Ryan addressed some 300 leaders of the Anti-Defamation League of B’nai B’rith at a luncheon session of the agency’s National Commission where Anthony DeVito, a former immigration and Naturalization Service (INS) investigator was presented with the ADL’s “Pursuer of Justice Award.” It was conferred in recognition of his “extraordinary valor, dedication and self-sacrifice in apprehending Nazi war criminals living in this country.”

Ryan explained that Nazi war criminals currently in the U.S. came here under the Displaced Persons Act of 1948-51, when the DP administration was “not able to thoroughly investigate and certify each and every immigrant refugee” to verity whether they had been Nazi criminals or collaborators. Replying to a question by the Jewish Telegraphic Agency, the OSI chief said he did not want to comment on the use of alleged Nazi war criminals by the FBI, CIA or other U.S. intelligence agencies. The agencies admitted such utilization to the General Accounting Office GAO), the investigative arm of Congress, in 1978.
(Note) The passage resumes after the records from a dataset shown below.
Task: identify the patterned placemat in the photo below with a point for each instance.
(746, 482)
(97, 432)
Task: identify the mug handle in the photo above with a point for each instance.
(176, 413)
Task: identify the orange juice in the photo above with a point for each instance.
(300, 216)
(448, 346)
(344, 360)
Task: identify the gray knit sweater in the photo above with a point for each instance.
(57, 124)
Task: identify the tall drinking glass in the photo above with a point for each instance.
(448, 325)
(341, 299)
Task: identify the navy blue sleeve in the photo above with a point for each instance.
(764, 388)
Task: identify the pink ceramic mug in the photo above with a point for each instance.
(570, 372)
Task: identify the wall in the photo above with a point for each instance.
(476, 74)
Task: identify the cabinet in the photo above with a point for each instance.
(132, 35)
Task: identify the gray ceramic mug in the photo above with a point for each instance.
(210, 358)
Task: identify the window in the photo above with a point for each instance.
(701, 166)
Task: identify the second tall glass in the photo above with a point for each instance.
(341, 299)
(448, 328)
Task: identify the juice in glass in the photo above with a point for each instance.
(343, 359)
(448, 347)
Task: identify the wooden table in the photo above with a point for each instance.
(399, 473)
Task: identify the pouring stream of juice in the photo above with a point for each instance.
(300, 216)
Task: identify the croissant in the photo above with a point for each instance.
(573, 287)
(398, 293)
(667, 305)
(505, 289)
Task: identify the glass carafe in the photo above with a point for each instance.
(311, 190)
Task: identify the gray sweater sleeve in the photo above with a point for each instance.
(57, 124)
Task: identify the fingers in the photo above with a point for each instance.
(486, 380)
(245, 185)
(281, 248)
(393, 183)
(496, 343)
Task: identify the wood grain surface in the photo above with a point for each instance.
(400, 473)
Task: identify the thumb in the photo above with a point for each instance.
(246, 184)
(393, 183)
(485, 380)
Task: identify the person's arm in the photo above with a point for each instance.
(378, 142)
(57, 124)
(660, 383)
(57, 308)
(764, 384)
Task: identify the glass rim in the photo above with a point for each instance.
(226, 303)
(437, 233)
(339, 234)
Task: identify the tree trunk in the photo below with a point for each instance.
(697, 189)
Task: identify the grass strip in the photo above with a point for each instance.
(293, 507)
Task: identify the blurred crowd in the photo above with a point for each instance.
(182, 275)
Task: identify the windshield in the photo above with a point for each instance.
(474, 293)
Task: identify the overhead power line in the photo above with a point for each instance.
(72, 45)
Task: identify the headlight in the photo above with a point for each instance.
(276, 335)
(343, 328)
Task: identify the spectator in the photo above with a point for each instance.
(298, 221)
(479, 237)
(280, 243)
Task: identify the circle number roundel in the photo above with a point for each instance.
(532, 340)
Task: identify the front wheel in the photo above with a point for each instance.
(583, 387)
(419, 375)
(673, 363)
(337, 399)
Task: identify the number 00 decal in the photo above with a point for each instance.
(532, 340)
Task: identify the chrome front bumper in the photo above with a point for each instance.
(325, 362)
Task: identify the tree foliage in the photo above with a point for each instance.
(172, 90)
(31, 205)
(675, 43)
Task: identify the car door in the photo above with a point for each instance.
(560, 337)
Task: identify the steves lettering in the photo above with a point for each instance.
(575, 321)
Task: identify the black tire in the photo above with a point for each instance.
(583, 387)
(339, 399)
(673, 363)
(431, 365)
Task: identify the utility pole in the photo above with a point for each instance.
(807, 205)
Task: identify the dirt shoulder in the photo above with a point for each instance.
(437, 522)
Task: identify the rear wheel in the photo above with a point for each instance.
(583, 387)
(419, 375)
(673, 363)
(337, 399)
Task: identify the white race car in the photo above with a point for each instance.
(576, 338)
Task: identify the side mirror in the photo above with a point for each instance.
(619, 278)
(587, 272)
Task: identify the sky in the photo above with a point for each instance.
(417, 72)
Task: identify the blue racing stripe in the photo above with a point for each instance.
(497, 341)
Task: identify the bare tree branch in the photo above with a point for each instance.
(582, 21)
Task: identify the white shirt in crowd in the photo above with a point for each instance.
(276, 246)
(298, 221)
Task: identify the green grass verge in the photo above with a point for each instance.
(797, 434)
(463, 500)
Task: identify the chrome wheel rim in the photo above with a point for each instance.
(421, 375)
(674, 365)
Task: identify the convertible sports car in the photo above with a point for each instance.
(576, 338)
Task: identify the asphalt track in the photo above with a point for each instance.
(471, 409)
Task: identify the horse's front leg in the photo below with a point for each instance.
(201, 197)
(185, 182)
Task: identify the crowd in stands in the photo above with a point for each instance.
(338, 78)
DEVITO’S ROLE IN EXTRADITION HALTED

Although more than half of the 16 cases that OSI has under litigation have been implicated during their hearings with involvement with U.S. intelligence agencies, Ryan said “I’m not sure of the full scope of the allegations and until I know all the answers, I won’t discuss it.”

DeVito, who was honored today, opted for early retirement from the INS after accusing that agency of irregularities in prosecuting alleged Nazi war criminals. The award was presented to him by John L. Goldwater, an ADL national commissioner, who hailed his role in the case of Hermine Braunstziner Ryan, a former Queens housewife who was deprived of her U.S. citizenship and extradited to West Germany several years ago for withholding information about her activities as a guard in the notorious Maidanek concentration camp during World War II. No Nazi war criminal has ever been deported from the U.S.

In an interview later about the ADL’s role in the Ryan and other war criminal cases, Abraham Foxman, associate national director, said the ADL had provided background and testimony for the Ryan case and tried to find eye-witnesses. He said “In terms of fact-finding, ADL’s involvement goes way back” although its full-time specialist, Elliott Welles, has been on the staff for only three years.

Foxman noted that the ADL has been involved in fact-finding since 1949 when extradition deportation proceedings began against Andrija Artukovic, who was Minister of Interior in Nazi occupied Croatia during the war and still lives in California.

Foxman, who was born in Poland and is a Holocaust survivor, said that whatever material the ADL gathers at present “is put into the hands of the most capable agency that will use it, the OSI.”